A ce prédicateur salafiste qui ne comprend rien ni à la poésie ni, par là-même, aux subtilités de la langue arabe, Adonis conseille de "s’instruire pour être à la hauteur". Et ce d’autant plus qu’Adonis n’est pas l’auteur des poèmes que Hamadache l’accuse d’avoir écrit. Donc, non seulement certains illuminés continuent de lancer aveuglément des fetwas contre poètes et écrivains mais ils sont prêts à aller jusqu’à falsifier l’œuvre pour atteindre celui qu’ils ont désigné comme « l’adversaire » du moment.
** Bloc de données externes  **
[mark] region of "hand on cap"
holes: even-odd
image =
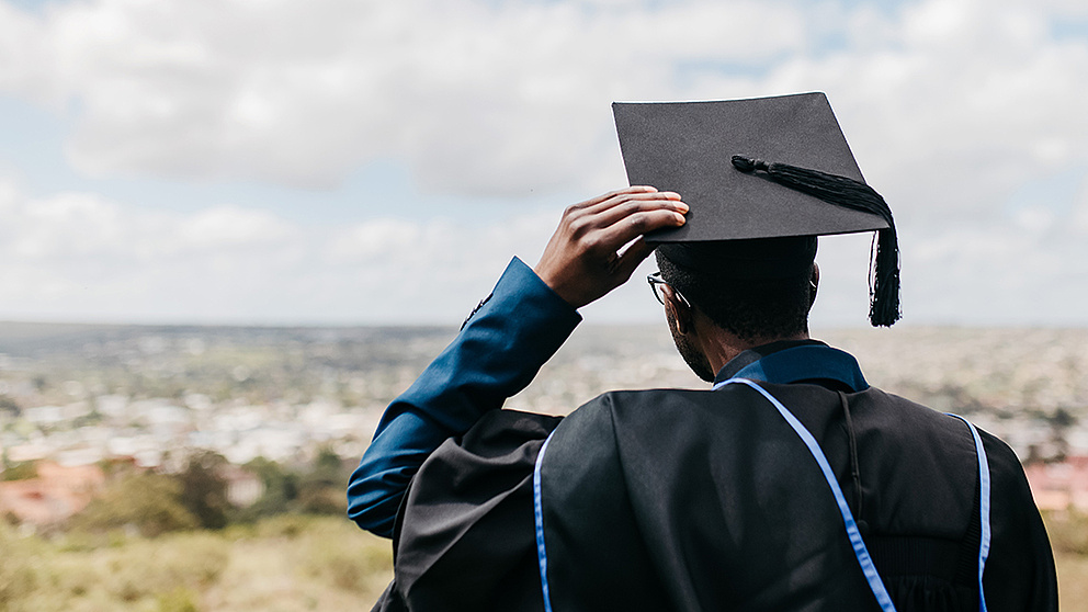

A ce propos, Adonis relève en effet qu’il suffit de lire les poèmes qu’on lui attribue pour réaliser qu’il n’en est pas l’auteur.
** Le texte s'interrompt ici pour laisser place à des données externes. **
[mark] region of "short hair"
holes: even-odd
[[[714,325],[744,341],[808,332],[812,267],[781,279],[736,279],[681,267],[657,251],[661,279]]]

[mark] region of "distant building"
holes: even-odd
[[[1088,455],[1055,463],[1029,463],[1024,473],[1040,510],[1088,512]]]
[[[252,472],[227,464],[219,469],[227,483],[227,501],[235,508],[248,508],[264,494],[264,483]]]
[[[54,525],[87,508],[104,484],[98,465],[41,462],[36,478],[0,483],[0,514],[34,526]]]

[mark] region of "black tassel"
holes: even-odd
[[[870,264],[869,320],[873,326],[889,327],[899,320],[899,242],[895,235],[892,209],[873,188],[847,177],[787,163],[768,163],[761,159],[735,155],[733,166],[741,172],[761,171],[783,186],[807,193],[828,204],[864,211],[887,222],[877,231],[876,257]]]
Les propos de Hamadache : "Une agression contre l’Islam"Pour l’homme de lettres, les propos du salafiste algérien ne sont d’ailleurs ni plus ni moins qu’"une agression contre l’Islam, contre la culture et l’histoire de l’Islam". Né en Syrie, dans une communauté chiite, Adonis a rappelé à cette occasion qu’il a toujours été contre les perspectives communautaristes et le détournement de la religion à des fins politiques. Et c’est à ce grand défenseur de la laïcité, à ce philosophe et homme de lettres qui a participé à la modernisation et au rayonnement de la poésie arabe, qu’ont choisi de s’en prendre les salafistes algériens qui se sont impunément immiscés dans la guerre civile syrienne qu’ils viennent complexifier en en faisant une guerre contre les chiites et en s’y faisant les petits soldats -meurtriers- de Ryadh.Qu’ils viennent s’en prendre aujourd’hui à l’une des plus grandes figures de la poésie syrienne n’est pas vraiment étonnant. Qu’ils ne l’aient jamais lu encore moins. Ils seront néanmoins les seuls à vouloir brûler la voix d’Adonis. Une icône de la poésie arabe moderne, un homme de paix connu pour ses positions laïques et qui a toujours mis en garde contre les positions sociocentristes, a appelé Bachar à quitter le pouvoir tout en soulignant la radicalisation de l’opposition en Syrie, un poète en contact avec son temps, en prise avec les douleurs de son temps et de sa terre où se sont invités des intrus arrogants qui prétendent parler au nom de cette terre sienne et de tous les musulmans du monde.